Ideally, I would capitalise the beginning of the (three) sentences, but didn’t know how. I thought about getting out the caran d’ache and dividing the poem into three by different background colours, but somehow wanted to stay monochrome.
The last treatment (so far) repeats the trick of ‘SON’ and finds the word ‘OWL’ among the capitals. By scavenging for ‘owl’ words I found bough, thighs, down, squint, orbit, field, diving, hoot and wing. In Tom Phillips overdrive, one sentence gave me ‘wan rider.’

I was interested that two such nocturnal poems were in a poem that was initially about sight. It also followed that an owl can see in the dark, hence the poet/poem has somehow regained ‘its bearings’ since the first poem.
So the next step is to pretty them up, present them more clearly, add colour to the poems to show SON and OWL are titles, and then reproduce them for Monday’s group.

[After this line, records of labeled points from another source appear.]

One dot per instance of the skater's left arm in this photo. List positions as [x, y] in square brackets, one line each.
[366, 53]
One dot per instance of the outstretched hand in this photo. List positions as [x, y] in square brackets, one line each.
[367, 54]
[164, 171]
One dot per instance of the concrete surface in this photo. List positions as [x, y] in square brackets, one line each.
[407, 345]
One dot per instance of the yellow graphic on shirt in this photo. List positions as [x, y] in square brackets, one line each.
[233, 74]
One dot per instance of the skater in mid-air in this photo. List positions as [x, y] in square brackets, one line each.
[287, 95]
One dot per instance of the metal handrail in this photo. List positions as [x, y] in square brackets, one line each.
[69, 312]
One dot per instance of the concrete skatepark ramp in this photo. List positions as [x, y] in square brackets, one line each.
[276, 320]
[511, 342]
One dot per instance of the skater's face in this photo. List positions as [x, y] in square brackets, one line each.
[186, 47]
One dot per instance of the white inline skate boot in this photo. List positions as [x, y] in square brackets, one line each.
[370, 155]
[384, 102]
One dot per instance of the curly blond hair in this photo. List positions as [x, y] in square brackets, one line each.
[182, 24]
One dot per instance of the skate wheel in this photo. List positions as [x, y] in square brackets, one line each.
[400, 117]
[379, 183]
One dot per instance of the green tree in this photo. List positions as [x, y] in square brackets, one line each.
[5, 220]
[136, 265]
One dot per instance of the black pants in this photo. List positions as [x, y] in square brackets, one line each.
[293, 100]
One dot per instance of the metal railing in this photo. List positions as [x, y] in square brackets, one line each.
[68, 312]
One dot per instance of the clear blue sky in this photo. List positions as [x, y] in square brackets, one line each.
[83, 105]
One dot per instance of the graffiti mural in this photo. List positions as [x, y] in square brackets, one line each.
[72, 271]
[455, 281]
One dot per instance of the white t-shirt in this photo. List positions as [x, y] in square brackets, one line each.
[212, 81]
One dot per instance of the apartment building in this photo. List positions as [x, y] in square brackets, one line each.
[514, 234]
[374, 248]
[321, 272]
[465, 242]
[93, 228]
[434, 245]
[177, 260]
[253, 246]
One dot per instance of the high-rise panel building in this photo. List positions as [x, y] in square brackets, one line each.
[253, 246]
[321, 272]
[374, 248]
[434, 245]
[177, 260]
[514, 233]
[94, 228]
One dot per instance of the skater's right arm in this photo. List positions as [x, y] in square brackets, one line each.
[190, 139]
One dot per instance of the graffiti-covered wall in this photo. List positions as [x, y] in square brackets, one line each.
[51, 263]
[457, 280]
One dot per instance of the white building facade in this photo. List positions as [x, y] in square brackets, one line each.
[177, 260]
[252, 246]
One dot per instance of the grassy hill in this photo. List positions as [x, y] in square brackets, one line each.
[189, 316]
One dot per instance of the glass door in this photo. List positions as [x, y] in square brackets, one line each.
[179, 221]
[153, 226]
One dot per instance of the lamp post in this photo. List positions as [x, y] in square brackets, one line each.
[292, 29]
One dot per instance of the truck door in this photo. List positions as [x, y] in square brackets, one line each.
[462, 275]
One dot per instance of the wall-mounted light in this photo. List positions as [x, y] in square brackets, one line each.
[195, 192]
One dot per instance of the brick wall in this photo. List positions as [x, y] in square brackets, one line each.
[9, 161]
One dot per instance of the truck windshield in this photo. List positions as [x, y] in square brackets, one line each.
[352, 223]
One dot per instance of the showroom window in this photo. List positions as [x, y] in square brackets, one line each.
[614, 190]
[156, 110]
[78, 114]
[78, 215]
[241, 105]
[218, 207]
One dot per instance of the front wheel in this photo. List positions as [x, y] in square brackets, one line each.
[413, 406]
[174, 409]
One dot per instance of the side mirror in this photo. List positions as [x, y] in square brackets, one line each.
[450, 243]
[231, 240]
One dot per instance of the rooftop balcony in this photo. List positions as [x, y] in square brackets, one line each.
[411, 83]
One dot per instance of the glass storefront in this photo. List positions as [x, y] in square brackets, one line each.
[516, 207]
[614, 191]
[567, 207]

I have never previously engaged with poetry concrete before, but I like the space it gives each word, especially how there is a mix of the handwritten and typed in the resultant version (I’ve always preferred the look of my poems when handwritten). There is also the fun of the enterprise (the ‘ludic’ spirit which informs Philips’s work) – getting down on your hands and knees, rearranging words into phrases, scribbling things out. I look forward to seeing what my classmates bring, and learning whether they think what I’ve come up with is a sonnet at all. In some ways I can’t believe how much I found in the writing. On the other hand, I am aware that Philips has spent 46 years developing his initial idea, so am careful how deeply I tread.